Hertford College (in its various guises) is believed to have existed on what is now Catte Street since 1282, making it one of the oldest educational institutions in Oxford. Repeatedly remodeled and restyled over seven centuries, the site today offers an interesting juxtaposition of architectural features and styles. Most famously, the nineteenth-century redevelopments and additions by the architect Thomas Jackson have given the college its eccentric, quirky appearance: in deliberate contrast to the majority of Oxford colleges, the three quadrangles are markedly less formal and homogenous.

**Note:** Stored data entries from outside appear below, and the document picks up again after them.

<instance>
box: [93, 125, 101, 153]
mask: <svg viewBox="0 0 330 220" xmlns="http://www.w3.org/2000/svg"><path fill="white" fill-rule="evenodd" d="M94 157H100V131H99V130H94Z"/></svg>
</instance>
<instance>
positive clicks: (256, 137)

The main college site on Catte Street comprises three distinct areas:
Old Buildings Quadrangle, known as 'OB Quad', is the oldest part of the site, and comprises an assortment of architectural features ranging from medieval to nineteenth-century gothic revival. In it you will find the Lodge, Hall, Old Hall, Chapel, Library, Senior Common Room, Bursary, College Office, Development Office, International Programmes Office, IT Office, the Boyd Room, the Ferrar Room, the Gilbert Library, the Henry Wilkinson Room, the Old Lodge, the Swift Room, the Vaughn Williams Room, the Van Noorden Room, and the Principal's Lodgings, as well as tutors' rooms, administrative offices and student bedrooms.
New Buildings Quadrangle, known as 'NB Quad', dates to the late nineteenth and early twentieth century, and is connected to OB Quad by the College Bridge which spans New College Lane. In it you will find the Surgery, Middle Common Room, the College Bar, the College Gymnasium, the Laundry, the Maintenance Workshop, in addition to tutors' rooms, administrative offices and student bedrooms.
Holywell Quadrangle is the most recent addition to the college site, constructed in the latter half of the twentieth century. In it you will find the Baring Room and the Junior Common Room, as well as a large number of student bedrooms.